Unless I'm mistaken, the proof does not assume the well-ordering of $\left\{{S_n : n \in \N}\right\}$; it only assumes the well-ordering of $\Z_{\ge 0}$. After all, the proof includes choosing "the least $n \in \Z_{\ge 0}$ such that...", not "the least $S_n$...". –Abcxyz (talk | contribs) 10:59, 25 March 2012 (EDT)
Technically correct; still, the sets form a partition and thus the minimal is also unique. Maybe there'd better be a page Increasing Sequence of Sets induces Partition on Limit instead. --Lord_Farin 11:03, 25 March 2012 (EDT)

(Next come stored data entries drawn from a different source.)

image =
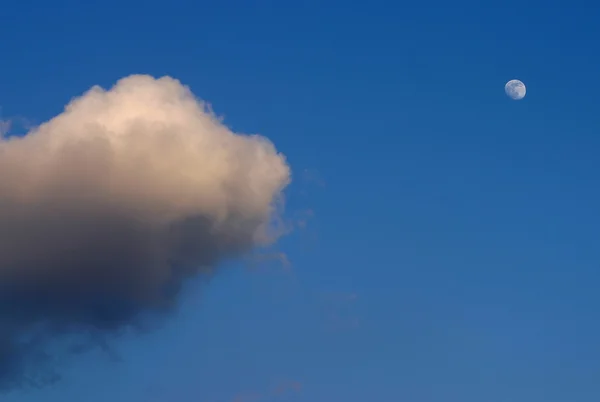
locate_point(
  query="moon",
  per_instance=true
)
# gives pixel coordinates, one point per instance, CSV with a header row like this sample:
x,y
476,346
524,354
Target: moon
x,y
515,89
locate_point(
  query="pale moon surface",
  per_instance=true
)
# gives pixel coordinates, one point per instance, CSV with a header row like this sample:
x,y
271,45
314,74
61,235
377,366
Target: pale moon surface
x,y
515,89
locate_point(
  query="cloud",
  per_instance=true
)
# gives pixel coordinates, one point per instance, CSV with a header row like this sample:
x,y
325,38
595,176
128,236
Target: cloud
x,y
106,209
4,127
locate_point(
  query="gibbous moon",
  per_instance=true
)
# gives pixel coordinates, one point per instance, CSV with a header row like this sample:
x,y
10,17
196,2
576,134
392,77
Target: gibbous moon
x,y
515,89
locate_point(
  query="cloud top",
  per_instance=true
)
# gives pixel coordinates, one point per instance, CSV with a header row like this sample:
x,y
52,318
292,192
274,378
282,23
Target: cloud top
x,y
108,207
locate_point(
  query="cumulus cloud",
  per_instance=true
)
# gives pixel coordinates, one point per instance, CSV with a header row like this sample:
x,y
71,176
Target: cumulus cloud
x,y
107,208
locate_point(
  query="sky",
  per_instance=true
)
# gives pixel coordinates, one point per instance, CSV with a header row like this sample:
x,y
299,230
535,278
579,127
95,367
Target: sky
x,y
442,241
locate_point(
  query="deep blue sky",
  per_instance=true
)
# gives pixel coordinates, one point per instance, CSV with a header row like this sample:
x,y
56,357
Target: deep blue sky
x,y
465,224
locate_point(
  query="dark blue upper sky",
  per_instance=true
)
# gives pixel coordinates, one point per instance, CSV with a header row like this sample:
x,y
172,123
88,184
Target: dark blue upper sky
x,y
453,251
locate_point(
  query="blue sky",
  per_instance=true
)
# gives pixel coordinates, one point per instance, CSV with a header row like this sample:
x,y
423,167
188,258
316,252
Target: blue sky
x,y
452,255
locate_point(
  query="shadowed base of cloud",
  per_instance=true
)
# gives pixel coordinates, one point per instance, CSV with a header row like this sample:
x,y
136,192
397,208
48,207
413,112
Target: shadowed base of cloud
x,y
107,209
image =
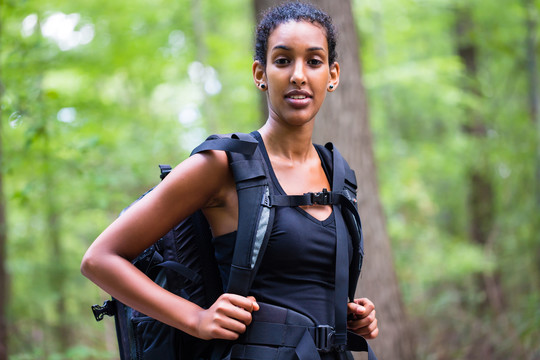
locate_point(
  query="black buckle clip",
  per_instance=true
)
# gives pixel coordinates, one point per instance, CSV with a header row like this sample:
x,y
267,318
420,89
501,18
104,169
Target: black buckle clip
x,y
324,338
107,308
321,198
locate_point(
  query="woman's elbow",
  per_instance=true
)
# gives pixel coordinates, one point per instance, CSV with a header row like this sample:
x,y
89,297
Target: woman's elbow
x,y
90,264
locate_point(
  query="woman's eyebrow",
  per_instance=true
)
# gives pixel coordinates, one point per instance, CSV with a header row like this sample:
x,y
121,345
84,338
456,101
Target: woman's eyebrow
x,y
283,47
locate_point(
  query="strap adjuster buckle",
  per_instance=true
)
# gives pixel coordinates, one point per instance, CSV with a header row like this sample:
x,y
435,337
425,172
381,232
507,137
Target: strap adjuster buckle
x,y
321,197
324,338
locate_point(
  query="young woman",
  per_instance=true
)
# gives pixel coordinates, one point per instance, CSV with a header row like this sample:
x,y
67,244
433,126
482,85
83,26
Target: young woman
x,y
295,65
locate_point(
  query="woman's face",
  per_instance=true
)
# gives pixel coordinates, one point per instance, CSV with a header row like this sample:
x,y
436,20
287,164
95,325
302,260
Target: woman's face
x,y
297,74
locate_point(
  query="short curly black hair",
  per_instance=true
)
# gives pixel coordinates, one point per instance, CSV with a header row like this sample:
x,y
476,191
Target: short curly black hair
x,y
293,11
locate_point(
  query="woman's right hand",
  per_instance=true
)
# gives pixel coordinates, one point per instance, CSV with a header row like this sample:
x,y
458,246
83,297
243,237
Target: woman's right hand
x,y
227,318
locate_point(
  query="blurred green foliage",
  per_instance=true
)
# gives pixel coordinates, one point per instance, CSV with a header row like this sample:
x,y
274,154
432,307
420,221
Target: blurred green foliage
x,y
97,93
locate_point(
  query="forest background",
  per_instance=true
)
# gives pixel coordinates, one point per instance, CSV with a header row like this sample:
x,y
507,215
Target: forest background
x,y
95,94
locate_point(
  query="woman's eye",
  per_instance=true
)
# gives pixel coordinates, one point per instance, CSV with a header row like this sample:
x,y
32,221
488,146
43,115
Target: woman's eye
x,y
281,61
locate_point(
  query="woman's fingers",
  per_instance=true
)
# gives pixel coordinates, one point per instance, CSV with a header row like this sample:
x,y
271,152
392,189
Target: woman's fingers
x,y
227,318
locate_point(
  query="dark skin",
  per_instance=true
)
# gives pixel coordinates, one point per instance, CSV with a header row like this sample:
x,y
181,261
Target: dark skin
x,y
297,77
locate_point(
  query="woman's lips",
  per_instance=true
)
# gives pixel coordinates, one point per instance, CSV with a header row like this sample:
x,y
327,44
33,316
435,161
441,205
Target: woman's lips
x,y
298,98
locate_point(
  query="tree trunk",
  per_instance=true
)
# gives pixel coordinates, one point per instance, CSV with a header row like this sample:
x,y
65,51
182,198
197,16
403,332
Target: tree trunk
x,y
3,257
3,240
344,120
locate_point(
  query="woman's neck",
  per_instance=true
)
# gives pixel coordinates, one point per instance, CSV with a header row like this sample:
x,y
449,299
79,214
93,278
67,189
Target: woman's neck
x,y
288,142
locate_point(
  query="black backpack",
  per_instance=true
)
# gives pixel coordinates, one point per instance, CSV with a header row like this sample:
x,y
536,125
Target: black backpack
x,y
183,261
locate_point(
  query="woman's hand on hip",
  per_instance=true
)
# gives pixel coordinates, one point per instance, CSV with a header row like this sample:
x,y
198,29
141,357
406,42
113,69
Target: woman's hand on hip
x,y
361,318
227,318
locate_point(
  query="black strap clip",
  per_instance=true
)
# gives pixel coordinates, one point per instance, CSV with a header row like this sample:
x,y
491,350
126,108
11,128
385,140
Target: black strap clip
x,y
321,198
107,308
324,338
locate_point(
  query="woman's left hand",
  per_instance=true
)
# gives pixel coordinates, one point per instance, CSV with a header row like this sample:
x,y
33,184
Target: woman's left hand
x,y
361,318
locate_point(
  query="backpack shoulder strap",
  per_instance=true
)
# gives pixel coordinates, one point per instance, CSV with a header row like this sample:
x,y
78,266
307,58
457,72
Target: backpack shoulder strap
x,y
348,198
345,212
254,219
237,143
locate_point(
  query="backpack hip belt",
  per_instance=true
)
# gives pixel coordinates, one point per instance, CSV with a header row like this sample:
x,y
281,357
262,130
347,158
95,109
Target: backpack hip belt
x,y
276,331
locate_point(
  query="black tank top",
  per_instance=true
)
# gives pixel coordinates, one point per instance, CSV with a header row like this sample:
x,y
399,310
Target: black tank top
x,y
298,267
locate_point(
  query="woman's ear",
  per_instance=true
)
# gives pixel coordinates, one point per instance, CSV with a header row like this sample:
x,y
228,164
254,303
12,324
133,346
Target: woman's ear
x,y
259,76
334,76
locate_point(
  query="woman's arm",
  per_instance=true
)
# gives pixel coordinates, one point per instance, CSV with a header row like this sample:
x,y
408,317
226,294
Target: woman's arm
x,y
196,182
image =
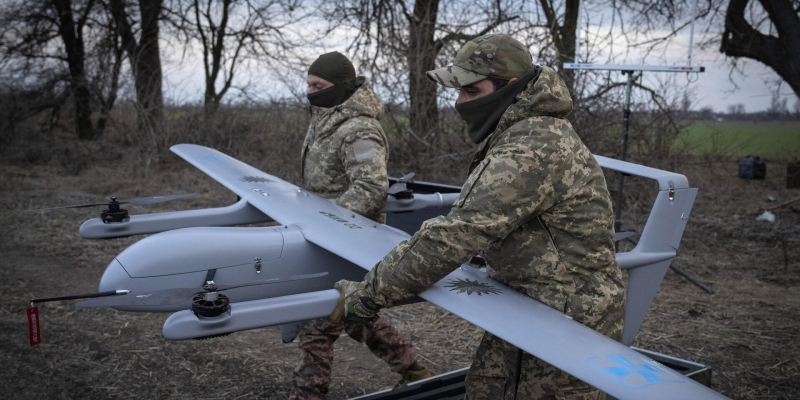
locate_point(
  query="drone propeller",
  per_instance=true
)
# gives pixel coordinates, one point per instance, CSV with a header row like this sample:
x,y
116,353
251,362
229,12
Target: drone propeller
x,y
137,201
167,297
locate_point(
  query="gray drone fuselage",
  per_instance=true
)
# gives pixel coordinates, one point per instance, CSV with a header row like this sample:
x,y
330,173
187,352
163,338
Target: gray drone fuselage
x,y
187,244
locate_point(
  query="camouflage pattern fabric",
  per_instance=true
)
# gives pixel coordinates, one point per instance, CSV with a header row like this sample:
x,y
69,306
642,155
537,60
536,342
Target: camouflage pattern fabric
x,y
345,153
344,157
313,376
494,55
536,207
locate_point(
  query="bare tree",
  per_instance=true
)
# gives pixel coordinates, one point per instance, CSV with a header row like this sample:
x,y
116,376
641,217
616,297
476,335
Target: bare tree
x,y
563,31
76,35
394,33
233,32
778,48
145,58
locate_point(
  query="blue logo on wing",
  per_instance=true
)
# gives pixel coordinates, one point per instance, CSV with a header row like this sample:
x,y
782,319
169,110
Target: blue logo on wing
x,y
631,372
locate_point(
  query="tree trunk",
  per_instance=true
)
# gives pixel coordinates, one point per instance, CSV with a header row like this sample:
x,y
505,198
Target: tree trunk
x,y
564,37
422,51
145,62
781,53
147,71
73,44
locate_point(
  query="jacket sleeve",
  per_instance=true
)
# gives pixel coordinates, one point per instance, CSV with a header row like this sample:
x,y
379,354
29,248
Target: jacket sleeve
x,y
509,187
364,158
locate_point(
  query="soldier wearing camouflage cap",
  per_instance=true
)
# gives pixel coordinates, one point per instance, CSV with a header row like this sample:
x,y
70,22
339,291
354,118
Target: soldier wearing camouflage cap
x,y
344,158
535,207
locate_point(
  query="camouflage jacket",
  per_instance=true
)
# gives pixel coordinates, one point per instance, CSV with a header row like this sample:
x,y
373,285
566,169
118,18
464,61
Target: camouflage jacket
x,y
345,152
535,206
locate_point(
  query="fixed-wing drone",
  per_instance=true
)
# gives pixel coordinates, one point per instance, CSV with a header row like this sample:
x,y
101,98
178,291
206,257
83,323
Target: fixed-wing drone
x,y
219,279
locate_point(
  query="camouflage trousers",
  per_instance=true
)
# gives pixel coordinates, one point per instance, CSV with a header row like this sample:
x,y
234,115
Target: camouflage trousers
x,y
313,375
493,374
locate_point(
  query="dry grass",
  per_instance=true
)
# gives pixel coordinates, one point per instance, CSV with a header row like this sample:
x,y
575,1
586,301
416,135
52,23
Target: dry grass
x,y
748,330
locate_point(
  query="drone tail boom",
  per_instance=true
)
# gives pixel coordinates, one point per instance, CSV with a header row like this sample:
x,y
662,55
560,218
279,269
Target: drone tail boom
x,y
648,262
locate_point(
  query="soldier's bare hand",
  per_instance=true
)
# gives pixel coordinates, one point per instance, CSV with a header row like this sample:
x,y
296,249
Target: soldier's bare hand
x,y
355,305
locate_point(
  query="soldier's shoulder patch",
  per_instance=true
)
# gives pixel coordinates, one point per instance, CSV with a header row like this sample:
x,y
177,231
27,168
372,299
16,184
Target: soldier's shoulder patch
x,y
364,149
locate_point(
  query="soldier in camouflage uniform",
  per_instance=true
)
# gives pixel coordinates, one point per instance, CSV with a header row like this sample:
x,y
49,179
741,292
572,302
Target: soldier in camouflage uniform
x,y
344,158
535,207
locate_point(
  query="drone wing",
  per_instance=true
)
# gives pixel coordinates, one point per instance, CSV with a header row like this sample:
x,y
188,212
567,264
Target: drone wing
x,y
469,293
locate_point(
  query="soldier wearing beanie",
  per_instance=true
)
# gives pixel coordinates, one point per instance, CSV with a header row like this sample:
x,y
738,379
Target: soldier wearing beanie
x,y
535,207
344,158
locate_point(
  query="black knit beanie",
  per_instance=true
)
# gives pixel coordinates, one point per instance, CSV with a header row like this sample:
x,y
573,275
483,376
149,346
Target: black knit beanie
x,y
335,68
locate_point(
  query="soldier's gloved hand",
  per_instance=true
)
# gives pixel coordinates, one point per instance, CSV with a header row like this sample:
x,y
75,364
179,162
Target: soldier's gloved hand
x,y
355,305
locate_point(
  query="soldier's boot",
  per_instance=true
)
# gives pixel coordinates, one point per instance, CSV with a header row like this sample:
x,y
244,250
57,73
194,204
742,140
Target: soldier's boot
x,y
414,373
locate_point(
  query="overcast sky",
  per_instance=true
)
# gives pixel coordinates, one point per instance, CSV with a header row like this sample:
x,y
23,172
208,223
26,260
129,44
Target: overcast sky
x,y
184,78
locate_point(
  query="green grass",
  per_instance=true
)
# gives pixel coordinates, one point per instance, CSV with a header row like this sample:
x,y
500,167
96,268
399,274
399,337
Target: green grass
x,y
742,138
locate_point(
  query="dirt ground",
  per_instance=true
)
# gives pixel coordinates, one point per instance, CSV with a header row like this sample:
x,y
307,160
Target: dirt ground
x,y
747,330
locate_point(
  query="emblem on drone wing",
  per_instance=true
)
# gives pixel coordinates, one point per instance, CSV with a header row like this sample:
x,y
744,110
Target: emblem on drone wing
x,y
469,287
254,179
633,373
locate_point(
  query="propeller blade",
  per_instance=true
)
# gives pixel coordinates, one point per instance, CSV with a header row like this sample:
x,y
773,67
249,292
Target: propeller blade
x,y
78,206
167,297
143,201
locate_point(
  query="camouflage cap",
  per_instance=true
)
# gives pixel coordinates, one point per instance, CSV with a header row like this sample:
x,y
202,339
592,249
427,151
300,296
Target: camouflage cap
x,y
494,55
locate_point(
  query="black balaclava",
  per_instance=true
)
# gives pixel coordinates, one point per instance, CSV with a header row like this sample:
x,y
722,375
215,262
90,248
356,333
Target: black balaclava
x,y
482,115
335,68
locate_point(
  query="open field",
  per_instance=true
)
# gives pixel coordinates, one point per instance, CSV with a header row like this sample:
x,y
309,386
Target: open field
x,y
748,331
742,138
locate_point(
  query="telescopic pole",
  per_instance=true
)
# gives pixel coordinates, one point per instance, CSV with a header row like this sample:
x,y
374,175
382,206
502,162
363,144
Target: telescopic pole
x,y
625,123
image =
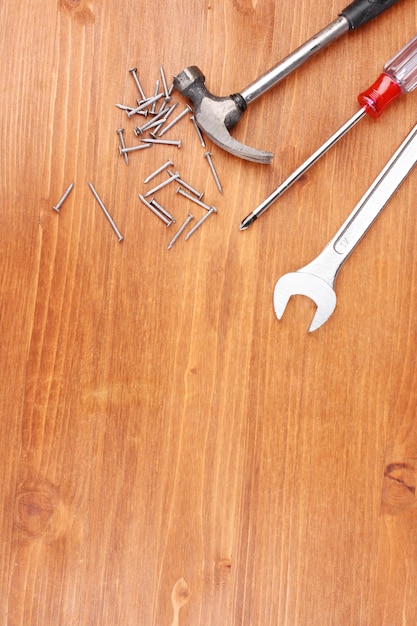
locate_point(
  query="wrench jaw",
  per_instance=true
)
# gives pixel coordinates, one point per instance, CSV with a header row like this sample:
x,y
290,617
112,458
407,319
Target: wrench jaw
x,y
311,286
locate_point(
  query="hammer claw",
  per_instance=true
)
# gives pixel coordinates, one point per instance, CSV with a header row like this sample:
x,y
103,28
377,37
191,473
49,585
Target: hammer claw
x,y
216,116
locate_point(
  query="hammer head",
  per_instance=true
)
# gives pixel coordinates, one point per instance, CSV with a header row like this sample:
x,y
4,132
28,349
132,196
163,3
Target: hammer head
x,y
216,116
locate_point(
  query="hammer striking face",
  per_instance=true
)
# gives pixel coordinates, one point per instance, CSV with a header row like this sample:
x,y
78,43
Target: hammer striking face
x,y
216,116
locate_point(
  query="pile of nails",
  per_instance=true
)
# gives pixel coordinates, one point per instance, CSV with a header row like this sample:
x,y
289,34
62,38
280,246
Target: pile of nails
x,y
156,127
152,133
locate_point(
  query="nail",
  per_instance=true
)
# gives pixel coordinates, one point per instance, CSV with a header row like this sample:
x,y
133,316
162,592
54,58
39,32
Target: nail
x,y
161,185
199,194
156,212
139,130
158,171
203,219
153,109
161,209
123,107
198,131
164,81
164,141
153,122
177,119
105,211
133,71
134,148
63,198
213,171
144,105
180,230
120,132
193,199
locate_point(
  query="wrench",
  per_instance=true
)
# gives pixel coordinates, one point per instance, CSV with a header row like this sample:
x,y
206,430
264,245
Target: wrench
x,y
317,279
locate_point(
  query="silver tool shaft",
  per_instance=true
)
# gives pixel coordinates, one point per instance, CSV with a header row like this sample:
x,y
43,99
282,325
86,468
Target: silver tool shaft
x,y
292,178
317,279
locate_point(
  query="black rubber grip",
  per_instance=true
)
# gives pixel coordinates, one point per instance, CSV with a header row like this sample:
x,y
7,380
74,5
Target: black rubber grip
x,y
361,11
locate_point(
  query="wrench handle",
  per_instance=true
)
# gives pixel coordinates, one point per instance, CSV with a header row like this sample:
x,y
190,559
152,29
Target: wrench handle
x,y
375,198
360,12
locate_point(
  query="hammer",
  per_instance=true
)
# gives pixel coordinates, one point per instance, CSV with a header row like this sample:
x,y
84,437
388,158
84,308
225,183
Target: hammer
x,y
216,115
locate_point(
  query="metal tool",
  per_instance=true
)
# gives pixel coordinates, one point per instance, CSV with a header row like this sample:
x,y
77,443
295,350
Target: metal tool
x,y
217,115
317,279
399,76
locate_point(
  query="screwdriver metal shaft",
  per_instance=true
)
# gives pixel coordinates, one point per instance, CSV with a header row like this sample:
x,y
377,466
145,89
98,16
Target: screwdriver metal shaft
x,y
292,178
399,76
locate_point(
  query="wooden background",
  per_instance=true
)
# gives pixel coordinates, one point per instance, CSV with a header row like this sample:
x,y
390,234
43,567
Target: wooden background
x,y
172,454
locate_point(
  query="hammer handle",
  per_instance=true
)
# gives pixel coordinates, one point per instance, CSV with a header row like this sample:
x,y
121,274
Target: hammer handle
x,y
360,12
354,15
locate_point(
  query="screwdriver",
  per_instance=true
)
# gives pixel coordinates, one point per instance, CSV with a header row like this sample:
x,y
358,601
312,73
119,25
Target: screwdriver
x,y
399,76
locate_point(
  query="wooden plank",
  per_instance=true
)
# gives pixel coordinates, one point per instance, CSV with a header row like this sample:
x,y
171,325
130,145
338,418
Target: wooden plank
x,y
170,452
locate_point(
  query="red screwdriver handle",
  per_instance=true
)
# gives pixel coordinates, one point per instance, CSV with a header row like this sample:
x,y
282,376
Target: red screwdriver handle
x,y
379,95
399,76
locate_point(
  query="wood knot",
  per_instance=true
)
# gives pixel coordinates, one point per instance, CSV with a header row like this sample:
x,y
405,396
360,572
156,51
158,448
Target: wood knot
x,y
80,10
399,488
39,512
179,597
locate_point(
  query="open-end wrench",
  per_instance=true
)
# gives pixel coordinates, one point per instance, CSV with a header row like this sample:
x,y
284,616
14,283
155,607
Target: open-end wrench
x,y
317,279
217,115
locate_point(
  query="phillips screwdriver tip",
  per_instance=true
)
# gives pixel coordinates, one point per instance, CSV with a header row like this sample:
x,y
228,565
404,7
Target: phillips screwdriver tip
x,y
248,221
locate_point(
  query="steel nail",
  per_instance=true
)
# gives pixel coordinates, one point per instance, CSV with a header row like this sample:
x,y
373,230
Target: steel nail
x,y
198,131
153,108
180,230
167,221
120,132
144,105
164,81
134,148
158,171
199,194
166,142
161,185
133,72
177,119
203,219
63,198
105,211
162,210
213,171
193,199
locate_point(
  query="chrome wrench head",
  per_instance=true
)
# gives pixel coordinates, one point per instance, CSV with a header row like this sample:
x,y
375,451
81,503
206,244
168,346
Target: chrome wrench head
x,y
305,284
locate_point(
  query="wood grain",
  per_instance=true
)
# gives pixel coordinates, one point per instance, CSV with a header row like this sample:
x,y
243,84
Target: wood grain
x,y
171,454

The fact that the above needs to be explained and discussed in the talk page indicates that this part of the proof needs to be expanded upon. As LF says, a page with an appropriately-named result should be enough. --prime mover 11:54, 25 March 2012 (EDT)
As I said before, Increasing Sequence of Sets induces Partition on Limit is not used in this proof, as far as I know. Any ideas about how to make the proof clearer? (I'm asking because I don't have any ideas.) –Abcxyz (talk | contribs) 13:47, 25 March 2012 (EDT)
Yes, explain why "it follows that $x \in S_{n+1} \setminus S_n$." --prime mover 13:50, 25 March 2012 (EDT)
If $n \ge 0$ is the least possible value such that $x \in S_{n+1}$, then $x \notin S_n$. So $x \in S_{n+1} \setminus S_n$. –Abcxyz (talk | contribs) 15:07, 25 March 2012 (EDT)
Yes, very good. But when I said "explain why ..." I didn't mean "explain to me here", I meant "explain on the main page where the question is raised." That's what an "explain" tag is for. It means: there's a detail here that has been glossed over and needs to be explained in more detail. --prime mover 15:25, 25 March 2012 (EDT)
I just wanted to make sure that my explanation is okay to put on the page. Thanks. –Abcxyz (talk | contribs) 15:28, 25 March 2012 (EDT)
No worries.--prime mover 16:30, 25 March 2012 (EDT)